1.  New Scientist, "Gamma-ray weapons could trigger new arms race,"
August 16, p.4 (2003).

2.  See www.dtic.mil/mctl/DCT/DCTSec02.pdf. This Pentagon site
states that isomers have "the potential to revolutionize all aspects
of warfare," a reckless statement which has, of course, been picked
up in the media.

3. C.B. Collins et al., Physical Review Letters 82, 695 (1999);
C.B. Collins et al., Hyperfine Interactions 135, 51 (2001); C.B.
Collins et al., Europhysics Letters 57, 677 (2002). See also
www.utdallas.edu/research/quantum/isomer.

4. This collaboration included researchers from Argonne National
Laboratory, Los Alamos National Laboratory, and Lawrence-Livermore
National Laboratory.

5. I. Ahmad et al., Physical Review Letters 87, 072503-1 (2001);
I. Ahmad et al., Physical Review C 67, 041305 (R) (2003).

6. B. Balko, J. Silk and D. Sparrow, "An Examination of the Possibility
of Controlled Extraction of Energy from Nuclear Isomers," Institute
for Defense Analysis, September 12, 2002, briefing for the Deputy
Under-Secretary of Defense (Science & Technology).

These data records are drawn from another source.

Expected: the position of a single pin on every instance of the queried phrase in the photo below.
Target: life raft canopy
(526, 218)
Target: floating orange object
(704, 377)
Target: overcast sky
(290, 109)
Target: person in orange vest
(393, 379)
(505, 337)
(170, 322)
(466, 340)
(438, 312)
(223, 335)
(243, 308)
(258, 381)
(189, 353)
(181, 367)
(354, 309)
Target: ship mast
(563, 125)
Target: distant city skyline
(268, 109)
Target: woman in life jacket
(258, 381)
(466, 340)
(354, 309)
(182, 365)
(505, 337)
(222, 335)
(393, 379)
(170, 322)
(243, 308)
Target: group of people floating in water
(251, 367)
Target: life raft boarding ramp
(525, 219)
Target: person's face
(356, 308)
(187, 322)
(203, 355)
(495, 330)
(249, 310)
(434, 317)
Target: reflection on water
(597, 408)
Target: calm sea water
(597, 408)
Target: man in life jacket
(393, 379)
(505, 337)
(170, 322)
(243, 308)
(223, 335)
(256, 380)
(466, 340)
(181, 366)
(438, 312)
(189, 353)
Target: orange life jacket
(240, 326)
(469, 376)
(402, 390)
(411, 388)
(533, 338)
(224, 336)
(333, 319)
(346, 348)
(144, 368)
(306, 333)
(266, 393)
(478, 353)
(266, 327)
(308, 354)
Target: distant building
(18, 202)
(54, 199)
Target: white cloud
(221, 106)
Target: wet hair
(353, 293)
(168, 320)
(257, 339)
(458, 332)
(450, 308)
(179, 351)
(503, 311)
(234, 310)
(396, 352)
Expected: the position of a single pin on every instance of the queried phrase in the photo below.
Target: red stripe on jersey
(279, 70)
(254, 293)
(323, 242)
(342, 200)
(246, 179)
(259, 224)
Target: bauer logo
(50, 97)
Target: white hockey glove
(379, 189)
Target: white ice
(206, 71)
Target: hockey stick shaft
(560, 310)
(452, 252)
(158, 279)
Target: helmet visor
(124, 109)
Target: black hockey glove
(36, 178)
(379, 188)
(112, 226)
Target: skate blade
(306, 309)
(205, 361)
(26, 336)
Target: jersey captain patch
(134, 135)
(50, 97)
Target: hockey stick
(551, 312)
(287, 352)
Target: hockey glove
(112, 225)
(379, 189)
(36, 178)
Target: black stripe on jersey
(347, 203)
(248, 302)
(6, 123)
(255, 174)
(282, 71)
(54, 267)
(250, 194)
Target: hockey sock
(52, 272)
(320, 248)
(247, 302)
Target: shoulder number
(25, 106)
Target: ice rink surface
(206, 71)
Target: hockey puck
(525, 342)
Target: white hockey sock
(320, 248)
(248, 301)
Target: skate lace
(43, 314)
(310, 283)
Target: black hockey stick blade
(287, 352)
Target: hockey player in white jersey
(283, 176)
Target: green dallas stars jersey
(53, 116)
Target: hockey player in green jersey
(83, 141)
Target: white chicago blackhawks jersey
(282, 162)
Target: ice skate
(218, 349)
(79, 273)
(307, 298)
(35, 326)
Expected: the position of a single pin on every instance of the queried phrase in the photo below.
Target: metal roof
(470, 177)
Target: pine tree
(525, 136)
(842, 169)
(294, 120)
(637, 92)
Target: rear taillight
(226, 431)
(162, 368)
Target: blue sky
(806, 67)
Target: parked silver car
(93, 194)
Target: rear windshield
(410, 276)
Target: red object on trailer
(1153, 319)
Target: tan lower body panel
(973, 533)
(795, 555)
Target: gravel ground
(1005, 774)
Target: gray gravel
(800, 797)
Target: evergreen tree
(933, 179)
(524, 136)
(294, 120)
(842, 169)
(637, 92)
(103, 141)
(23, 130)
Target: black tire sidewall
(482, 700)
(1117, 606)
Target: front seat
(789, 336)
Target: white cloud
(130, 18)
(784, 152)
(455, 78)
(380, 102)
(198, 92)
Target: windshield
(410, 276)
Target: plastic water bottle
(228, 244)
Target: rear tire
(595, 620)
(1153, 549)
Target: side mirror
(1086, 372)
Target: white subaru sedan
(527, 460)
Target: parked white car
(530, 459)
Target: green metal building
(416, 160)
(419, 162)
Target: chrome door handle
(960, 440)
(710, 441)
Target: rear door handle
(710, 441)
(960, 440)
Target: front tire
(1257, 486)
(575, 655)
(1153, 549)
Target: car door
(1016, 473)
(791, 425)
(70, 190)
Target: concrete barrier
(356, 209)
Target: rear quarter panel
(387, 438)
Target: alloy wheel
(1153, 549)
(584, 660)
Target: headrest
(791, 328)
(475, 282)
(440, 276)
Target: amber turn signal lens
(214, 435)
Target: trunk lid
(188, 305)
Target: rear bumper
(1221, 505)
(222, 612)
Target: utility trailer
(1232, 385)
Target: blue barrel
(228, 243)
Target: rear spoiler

7. K. Davidson, "Superbomb ignites science dispute," San Francisco
Chronicle, September 28, 2003, p. A1.

8. J.A. Becker, D.S. Gemmell, J.P. Schiffer, and J.B. Wilhelmy,
"The Hf-178m2 Controversy," Argonne, Livermore, and Los Alamos
National Laboratories, UCRL-ID-155489, July 2003.

Kurt Gottfried is an emeritus professor of physics at Cornell
University, and chairman of the UCS Board of Directors.